How do you see customers responding to companies that show this kind of care?

So that goes back to the second question—that edge of discomfort. We talk a lot about the creepy zone, which was a concept originally discussed by Gartner, and one that I find really interesting. What is your level of comfort? How fast can I, as a company, respond directly to you, and how well can I craft the response to your tastes, without creeping you out? Where is this balance? It varies by person, of course. So companies have to show enough knowledge about me, as a customer, to indicate they know “my kind.” Once they have the right kind, and assuming I respond well, then they can start to understand me a little more personally and see how that lands.

There is a game consultant company, and the President, Nicole Lazzaro, has said that intimacy is when you can poke people and they poke back. Another way to see this is with The Friendly Insult. I like that very much. That level of intimacy is essential, when you do something with a customer and he or she responds well—though not all of them will respond the same way. If companies are sensitive to this variation, sensitive enough to be personal and individual based on responses, then they can start to engage in a truly trusting relationship.

Switching gears dramatically, we’re always curious to ask people how they think about, or define, an insight.

For me, it’s that small a-ha! An insight is a transient moment. You’re like, “Oh, yeah. There you go. Very interesting, I didn’t think of it that way!” So, a small a-ha moment.

What's some of the best advice you've ever received?

You know, I thought a lot about this question, about some of the advice I got early on and still strive to apply. One of the most important pieces of advice came from my dissertation adviser, Dr. Weaver. Before releasing me into the real world, Dr. Weaver told me: “You will succeed in your professional life if you apply two things.” First, never take personally a critique aimed at your job.

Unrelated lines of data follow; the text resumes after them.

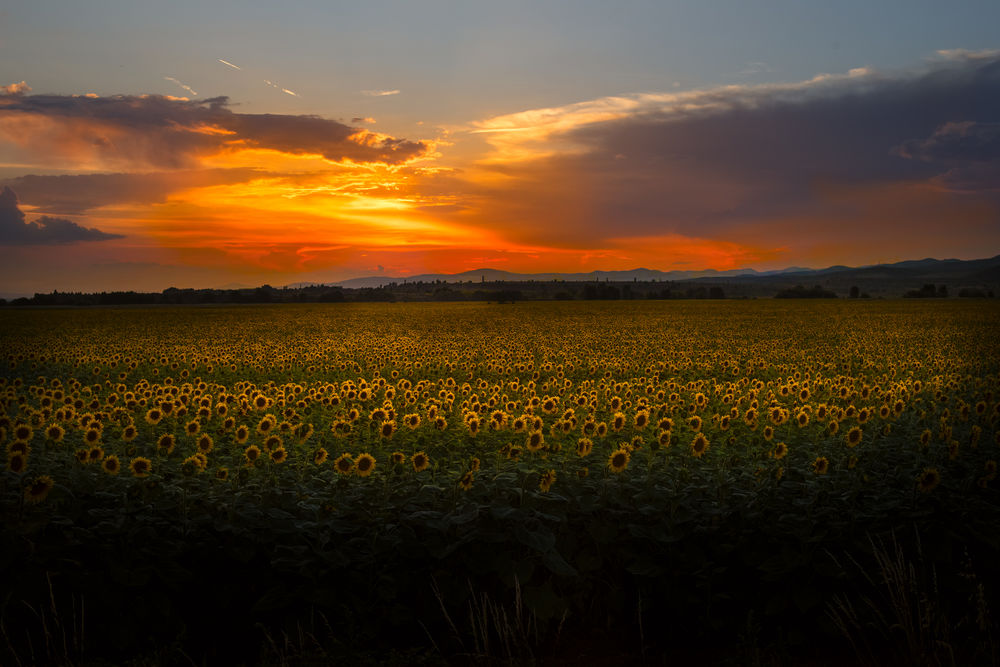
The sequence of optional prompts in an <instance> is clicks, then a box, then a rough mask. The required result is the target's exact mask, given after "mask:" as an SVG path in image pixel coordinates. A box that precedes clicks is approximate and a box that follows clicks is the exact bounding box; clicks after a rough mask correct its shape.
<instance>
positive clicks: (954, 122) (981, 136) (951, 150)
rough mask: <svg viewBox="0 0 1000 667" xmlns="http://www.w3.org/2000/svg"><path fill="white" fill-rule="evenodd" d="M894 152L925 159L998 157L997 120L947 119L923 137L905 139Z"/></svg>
mask: <svg viewBox="0 0 1000 667" xmlns="http://www.w3.org/2000/svg"><path fill="white" fill-rule="evenodd" d="M897 152H898V154H899V155H900V156H901V157H906V158H914V159H917V160H923V161H924V162H950V161H959V162H963V161H969V162H989V161H992V160H1000V122H978V123H977V122H975V121H961V122H948V123H945V124H943V125H941V126H940V127H938V128H937V129H936V130H934V133H933V134H932V135H931V136H929V137H928V138H926V139H911V140H909V141H904V142H903V143H902V144H901V145H900V146H899V148H898V151H897Z"/></svg>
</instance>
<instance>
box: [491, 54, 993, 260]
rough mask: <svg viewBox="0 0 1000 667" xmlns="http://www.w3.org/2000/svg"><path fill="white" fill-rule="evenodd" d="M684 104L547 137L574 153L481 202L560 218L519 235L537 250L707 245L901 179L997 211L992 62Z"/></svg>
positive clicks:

Second, work for ten years on a piece of research, watch someone in a single morning unquestionably disprove your progress, and then return the next day to start over with the same enthusiasm.

I have found number two much easier to apply than number one. Every day I pour my heart, my passion, into my work. Because of this, I constantly try to look at my work objectively, to be ready to take criticism at face value, constructively. It is much harder than it appears, and it does not get easier as long as you continue to pour that same passion into what you do.

And the final bit: if you were writing your autobiography, where would you start?

Probably when I held my firstborn in my arms. Suddenly, life took a completely different turn. Everything that I had done before was put in new light, and everything I was doing going forward I was completely unprepared for. So I would start at that moment.

So no amount of data analytics helps with that?

The only thing that helps is knowing that I need to learn things constantly, and to anticipate. And so data analytics is a piece of this, of hoping to see what’s next. Having this predictive background, I apply it to parenting.

In fact, data is very important because data does not always mean numbers. It can mean my daughter comes to me and is talking about something, trying to convince me of something, and I take a pause and say: okay, what are the facts? Let’s not just take emotion. Emotion is a very important variable in any equation, but it’s not the only one. You also need to be able to get the facts. That’s what data means. Let’s not just hope and dream. Let’s make decisions based on something that is real.